A more important caveat, perhaps, is that other statistics suggest that this level of “defection” isn’t all that out of the ordinary. Believing that all those Sanders voters somehow should have been expected to not vote for Trump may be to misunderstand how primary voters behave.

For example, Schaffner tells NPR that around 12 percent of Republican primary voters (including 34 percent of Ohio Gov. John Kasich voters and 11 percent of Florida Sen. Marco Rubio voters) ended up voting for Clinton. And according to one 2008 study, around 25 percent of Clinton primary voters in that election ended up voting for Sen. John McCain, R-Ariz., in the general. (In addition, the data showed 13 percent of McCain primary voters ended up voting for Obama, and 9 percent of Obama voters ended up voting for McCain — perhaps signaling something that swayed voters between primaries and the general election, or some amount of error in the data, or both.)

SOURCE

I wonder if the reason his totally reasonable plan could never pass congress has something to do with the way you (and others) portray the left and the right in the US?

Not the ACA, that’s for sure!

I don’t know if you are joking or not.

Could you be a little less clear here?
Thanks in advance!

I am not – the gutted version of the ACA we got is a disgrace, I wouldn’t call the bill that passed “intact”.

Agreed.

My point is that DrDeth is here crowing about how nuts and radically to the left the Sanders proposal is, but then he admitted that it’s actually not a crazy idea at all; it is just viewed that way by the Republicans in congress and therefore would never pass.

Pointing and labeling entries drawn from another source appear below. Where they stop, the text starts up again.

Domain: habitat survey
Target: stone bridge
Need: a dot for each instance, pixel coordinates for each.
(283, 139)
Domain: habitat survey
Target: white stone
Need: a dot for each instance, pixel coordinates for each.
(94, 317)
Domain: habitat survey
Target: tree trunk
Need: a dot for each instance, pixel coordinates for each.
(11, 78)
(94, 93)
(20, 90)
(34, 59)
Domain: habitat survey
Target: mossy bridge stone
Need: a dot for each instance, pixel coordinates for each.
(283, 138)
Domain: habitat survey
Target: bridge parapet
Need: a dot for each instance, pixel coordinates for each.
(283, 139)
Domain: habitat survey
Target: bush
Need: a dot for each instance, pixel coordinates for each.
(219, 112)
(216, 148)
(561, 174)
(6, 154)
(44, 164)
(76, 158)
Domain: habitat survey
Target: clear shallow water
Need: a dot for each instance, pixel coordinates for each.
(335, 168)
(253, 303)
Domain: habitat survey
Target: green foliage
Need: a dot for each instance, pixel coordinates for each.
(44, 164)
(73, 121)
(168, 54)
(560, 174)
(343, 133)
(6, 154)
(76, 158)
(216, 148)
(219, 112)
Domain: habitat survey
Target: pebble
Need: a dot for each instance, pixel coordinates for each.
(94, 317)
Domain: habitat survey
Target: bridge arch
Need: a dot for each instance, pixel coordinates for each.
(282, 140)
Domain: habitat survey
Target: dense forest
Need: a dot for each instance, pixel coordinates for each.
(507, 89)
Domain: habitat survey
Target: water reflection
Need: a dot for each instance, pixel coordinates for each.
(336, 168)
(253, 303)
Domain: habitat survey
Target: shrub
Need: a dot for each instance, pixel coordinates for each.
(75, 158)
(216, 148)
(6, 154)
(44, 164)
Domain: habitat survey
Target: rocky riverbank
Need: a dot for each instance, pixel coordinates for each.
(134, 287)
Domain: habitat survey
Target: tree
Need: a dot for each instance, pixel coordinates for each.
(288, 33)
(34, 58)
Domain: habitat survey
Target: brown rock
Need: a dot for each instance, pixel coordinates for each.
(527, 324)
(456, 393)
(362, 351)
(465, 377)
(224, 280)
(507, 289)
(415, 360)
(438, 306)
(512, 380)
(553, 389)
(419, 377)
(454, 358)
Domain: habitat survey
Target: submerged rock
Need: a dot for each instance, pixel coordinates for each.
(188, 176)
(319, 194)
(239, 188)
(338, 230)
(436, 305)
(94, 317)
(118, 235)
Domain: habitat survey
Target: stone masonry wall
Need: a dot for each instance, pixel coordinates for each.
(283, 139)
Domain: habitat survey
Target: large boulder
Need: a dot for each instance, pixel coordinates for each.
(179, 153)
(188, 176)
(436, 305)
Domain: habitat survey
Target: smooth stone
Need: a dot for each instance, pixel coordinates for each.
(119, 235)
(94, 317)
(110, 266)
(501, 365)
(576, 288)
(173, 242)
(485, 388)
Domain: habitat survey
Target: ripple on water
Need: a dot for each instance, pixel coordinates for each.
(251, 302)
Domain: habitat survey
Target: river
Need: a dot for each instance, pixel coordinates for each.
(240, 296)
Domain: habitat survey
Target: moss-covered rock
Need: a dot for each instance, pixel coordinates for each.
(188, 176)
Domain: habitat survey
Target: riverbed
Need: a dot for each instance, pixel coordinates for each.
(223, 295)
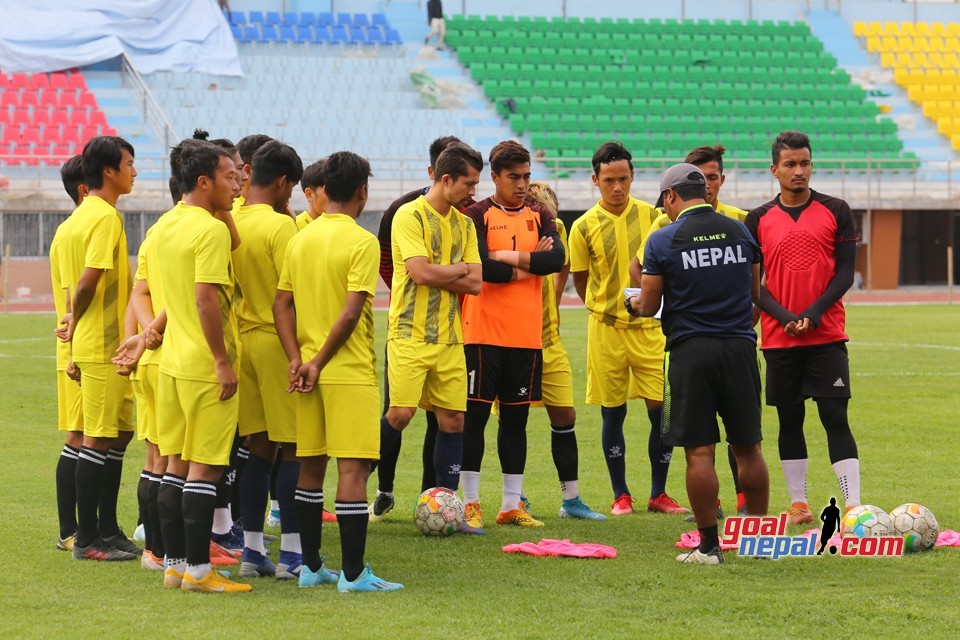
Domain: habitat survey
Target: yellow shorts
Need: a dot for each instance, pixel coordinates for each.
(426, 375)
(623, 364)
(107, 400)
(263, 378)
(194, 423)
(339, 420)
(69, 404)
(144, 383)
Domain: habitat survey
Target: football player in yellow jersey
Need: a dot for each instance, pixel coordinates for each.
(557, 378)
(312, 185)
(267, 414)
(92, 250)
(323, 311)
(197, 404)
(624, 354)
(69, 407)
(710, 160)
(436, 259)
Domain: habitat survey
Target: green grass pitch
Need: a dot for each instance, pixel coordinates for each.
(906, 376)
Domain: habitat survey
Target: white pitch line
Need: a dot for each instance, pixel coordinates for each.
(936, 347)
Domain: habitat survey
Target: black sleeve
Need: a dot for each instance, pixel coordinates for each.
(543, 263)
(493, 270)
(840, 283)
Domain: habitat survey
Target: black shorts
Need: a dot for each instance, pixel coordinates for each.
(705, 377)
(508, 374)
(793, 375)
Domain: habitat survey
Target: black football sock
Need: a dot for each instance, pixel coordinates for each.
(447, 458)
(287, 476)
(110, 491)
(309, 505)
(659, 453)
(566, 457)
(615, 447)
(153, 515)
(254, 492)
(67, 491)
(143, 498)
(170, 512)
(352, 518)
(429, 445)
(198, 501)
(709, 538)
(90, 463)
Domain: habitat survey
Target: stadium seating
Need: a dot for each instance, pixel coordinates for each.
(322, 28)
(45, 118)
(665, 86)
(925, 60)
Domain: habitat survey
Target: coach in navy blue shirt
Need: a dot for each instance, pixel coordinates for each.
(705, 268)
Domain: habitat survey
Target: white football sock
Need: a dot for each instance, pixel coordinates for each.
(471, 486)
(512, 489)
(290, 542)
(222, 522)
(253, 540)
(795, 474)
(848, 475)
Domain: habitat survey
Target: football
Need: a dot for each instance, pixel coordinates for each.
(917, 525)
(439, 512)
(866, 521)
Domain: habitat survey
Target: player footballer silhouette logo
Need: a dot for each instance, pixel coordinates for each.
(830, 517)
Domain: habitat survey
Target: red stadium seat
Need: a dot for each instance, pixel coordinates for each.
(58, 81)
(59, 118)
(76, 81)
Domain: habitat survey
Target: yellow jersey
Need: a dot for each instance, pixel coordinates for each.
(331, 257)
(95, 238)
(196, 249)
(428, 314)
(258, 261)
(603, 244)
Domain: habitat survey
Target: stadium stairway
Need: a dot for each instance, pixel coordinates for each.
(918, 134)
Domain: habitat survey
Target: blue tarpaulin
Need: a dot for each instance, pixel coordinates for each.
(157, 35)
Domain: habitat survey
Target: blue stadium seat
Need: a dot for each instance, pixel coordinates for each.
(269, 33)
(358, 35)
(340, 34)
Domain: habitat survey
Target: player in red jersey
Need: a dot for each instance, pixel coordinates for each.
(809, 247)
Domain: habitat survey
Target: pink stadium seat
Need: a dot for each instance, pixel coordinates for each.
(21, 117)
(68, 99)
(58, 81)
(87, 101)
(76, 81)
(59, 117)
(79, 118)
(98, 119)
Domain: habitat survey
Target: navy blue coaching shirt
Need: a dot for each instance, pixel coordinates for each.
(706, 260)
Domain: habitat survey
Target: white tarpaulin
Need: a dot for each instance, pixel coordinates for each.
(157, 35)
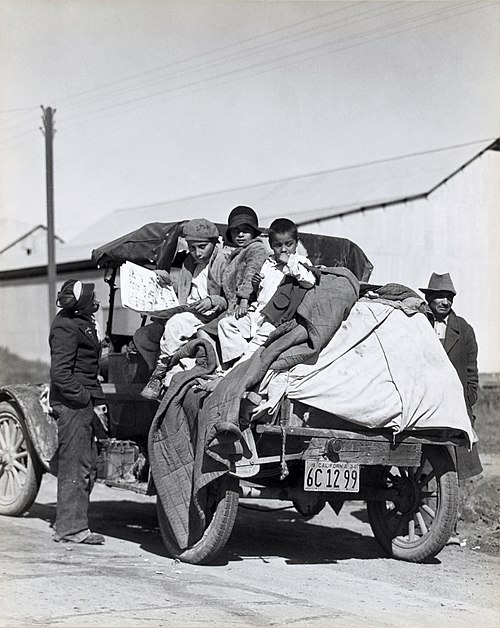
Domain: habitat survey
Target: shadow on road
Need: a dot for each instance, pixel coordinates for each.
(299, 540)
(258, 532)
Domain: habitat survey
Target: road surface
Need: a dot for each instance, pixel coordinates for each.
(278, 569)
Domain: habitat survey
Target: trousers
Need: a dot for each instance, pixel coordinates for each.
(178, 330)
(243, 336)
(77, 461)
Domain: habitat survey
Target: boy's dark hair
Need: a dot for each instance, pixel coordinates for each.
(282, 225)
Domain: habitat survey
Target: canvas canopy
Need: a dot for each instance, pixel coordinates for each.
(155, 244)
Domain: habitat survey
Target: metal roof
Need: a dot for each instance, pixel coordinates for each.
(305, 199)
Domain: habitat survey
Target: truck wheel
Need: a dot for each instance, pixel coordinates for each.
(222, 507)
(20, 469)
(418, 523)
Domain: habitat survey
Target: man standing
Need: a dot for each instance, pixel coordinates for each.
(74, 391)
(459, 342)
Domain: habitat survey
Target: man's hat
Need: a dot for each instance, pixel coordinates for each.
(200, 230)
(439, 283)
(242, 215)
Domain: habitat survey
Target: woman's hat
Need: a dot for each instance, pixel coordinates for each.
(242, 215)
(439, 283)
(75, 295)
(200, 230)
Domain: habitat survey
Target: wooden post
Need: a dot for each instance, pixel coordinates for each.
(48, 131)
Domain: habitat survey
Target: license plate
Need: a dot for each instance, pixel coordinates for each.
(323, 475)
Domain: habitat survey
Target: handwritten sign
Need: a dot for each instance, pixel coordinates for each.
(141, 291)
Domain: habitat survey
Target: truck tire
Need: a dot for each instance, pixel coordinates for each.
(20, 470)
(223, 508)
(416, 526)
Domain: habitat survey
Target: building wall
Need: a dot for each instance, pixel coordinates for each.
(25, 322)
(456, 230)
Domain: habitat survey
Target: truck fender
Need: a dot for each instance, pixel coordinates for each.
(41, 427)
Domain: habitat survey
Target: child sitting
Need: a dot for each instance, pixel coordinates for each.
(244, 261)
(199, 287)
(241, 336)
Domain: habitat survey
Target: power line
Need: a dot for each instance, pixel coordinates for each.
(261, 70)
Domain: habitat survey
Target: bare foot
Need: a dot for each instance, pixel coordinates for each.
(210, 384)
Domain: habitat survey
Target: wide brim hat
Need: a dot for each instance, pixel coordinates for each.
(242, 215)
(439, 283)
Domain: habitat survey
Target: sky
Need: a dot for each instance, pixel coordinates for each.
(157, 100)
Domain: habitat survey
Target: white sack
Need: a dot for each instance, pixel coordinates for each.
(383, 369)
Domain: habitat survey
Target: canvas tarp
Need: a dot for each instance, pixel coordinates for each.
(382, 368)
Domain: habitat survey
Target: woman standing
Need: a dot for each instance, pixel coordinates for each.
(74, 391)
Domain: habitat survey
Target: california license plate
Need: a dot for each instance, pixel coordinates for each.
(323, 475)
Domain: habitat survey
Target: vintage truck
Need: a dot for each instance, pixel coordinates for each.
(299, 453)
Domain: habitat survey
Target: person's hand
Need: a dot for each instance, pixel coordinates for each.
(201, 307)
(283, 258)
(164, 278)
(256, 279)
(241, 308)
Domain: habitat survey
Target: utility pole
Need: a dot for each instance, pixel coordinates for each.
(49, 132)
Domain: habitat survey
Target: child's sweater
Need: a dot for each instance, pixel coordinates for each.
(242, 265)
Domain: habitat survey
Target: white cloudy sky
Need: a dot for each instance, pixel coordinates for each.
(158, 100)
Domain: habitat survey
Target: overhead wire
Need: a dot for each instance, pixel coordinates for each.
(238, 71)
(235, 55)
(255, 69)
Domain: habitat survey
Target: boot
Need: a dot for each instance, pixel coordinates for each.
(152, 390)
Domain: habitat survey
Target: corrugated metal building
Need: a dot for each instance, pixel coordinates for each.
(436, 211)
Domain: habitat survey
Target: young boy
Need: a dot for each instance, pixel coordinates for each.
(199, 287)
(242, 336)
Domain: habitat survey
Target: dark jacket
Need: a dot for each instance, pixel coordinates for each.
(461, 346)
(75, 351)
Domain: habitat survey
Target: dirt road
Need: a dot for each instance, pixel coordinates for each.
(278, 569)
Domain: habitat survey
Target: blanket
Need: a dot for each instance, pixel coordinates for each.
(191, 447)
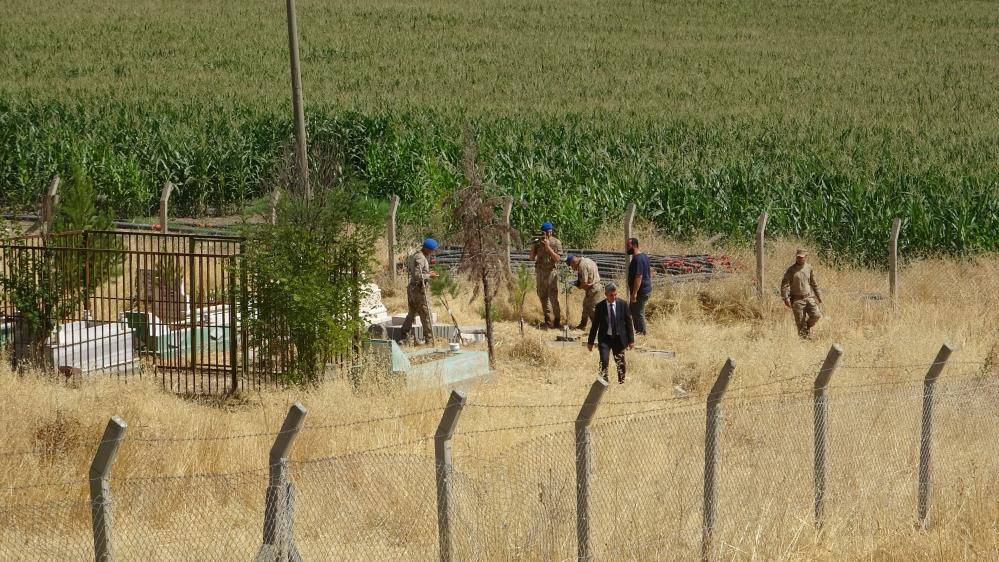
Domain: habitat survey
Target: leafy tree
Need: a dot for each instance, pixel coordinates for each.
(306, 272)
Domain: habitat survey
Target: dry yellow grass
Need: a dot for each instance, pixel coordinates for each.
(515, 487)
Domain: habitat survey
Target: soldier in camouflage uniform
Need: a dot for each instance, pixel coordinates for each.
(587, 279)
(546, 251)
(420, 273)
(801, 294)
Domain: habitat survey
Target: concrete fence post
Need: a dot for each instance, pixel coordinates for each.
(100, 488)
(443, 469)
(925, 440)
(164, 206)
(507, 210)
(279, 503)
(393, 207)
(896, 227)
(301, 148)
(712, 432)
(761, 229)
(821, 407)
(629, 222)
(584, 465)
(49, 203)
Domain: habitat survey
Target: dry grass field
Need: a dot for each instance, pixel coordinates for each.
(189, 481)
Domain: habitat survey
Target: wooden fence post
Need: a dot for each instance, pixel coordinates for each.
(507, 210)
(393, 207)
(712, 432)
(100, 488)
(442, 463)
(761, 229)
(164, 206)
(896, 226)
(629, 220)
(820, 415)
(925, 440)
(301, 150)
(584, 465)
(279, 541)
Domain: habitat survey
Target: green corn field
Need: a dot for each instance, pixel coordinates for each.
(833, 118)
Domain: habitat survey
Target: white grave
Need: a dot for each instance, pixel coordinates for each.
(92, 346)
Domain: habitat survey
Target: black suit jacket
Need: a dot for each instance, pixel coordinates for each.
(625, 328)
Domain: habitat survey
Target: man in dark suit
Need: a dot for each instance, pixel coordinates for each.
(613, 330)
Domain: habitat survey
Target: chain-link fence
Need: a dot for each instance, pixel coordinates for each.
(831, 467)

My question is whether this is because the Sanders proposal is ACTUALLY a crazy unworkable idea, or if it is viewed as much crazier than it is due to the intentional undermining of the idea by people on the Right, a process to which DrDeth is also contributing by swallowing whole the “radical far left idea” narrative and parroting it here.

Finkenauer DID actively promote her vision for UHC during her campaign. Didn’t stop AOC and progressives from using her lukewarm feelings towards M4A SPECIFICALLY as the reason she lost.

What was her version that she promoted?
(Really asking)

The short version? Public option.

Thanks, I hadn’t heard of her until now, but this clip I found when I googled her is basically what I want to see more of from other Democrats. Obviously it unfortunately wasn’t enough for her. I really wish Biden had laid it out in terms this simple on a national level. It may not have been good enough for this district, but I’d really like to think some of the downballot races would have done better if they had this kind of healthcare messaging, especially if it came both in the local/state races and from Biden.

And obviously it’s just plain wrong to blame someone like that in a swing district for losing because she didn’t support M4A.

For this discussion I’m just interested in how to campaign on an establishment healthcare plan. I think there are ways to have the argument if it turns into something like “how much will it cost” - I think then you could mention other things in Biden’s plan like subsidies that reduce the cost working/middle class people have to pay, and then mention that we just need the rich to pay there fair share for people who can’t afford insurance on their own. The frustrating thing is it seems like a lot of the moderate Dems - and it has been pointed out to me that there are exceptions - don’t seem to want to have the fight at all.

As far as what could actually happen, we now know with the election results that unless the Democrats win both Georgia races and nuke the filibuster, they’re not going to get any of their legislative agenda passed. The only thing they’ll be able to do is actually fund existing elements in the ACA. I think that it’s still important to campaign on what your vision for the country is - even during the campaign the most optimistic outcome would have still required the Dems to nuke the filibuster to actually pass anything; the main difference would be that it might take 3-5 centrist Dems in the senate to stop things rather than having 1, or even no majority.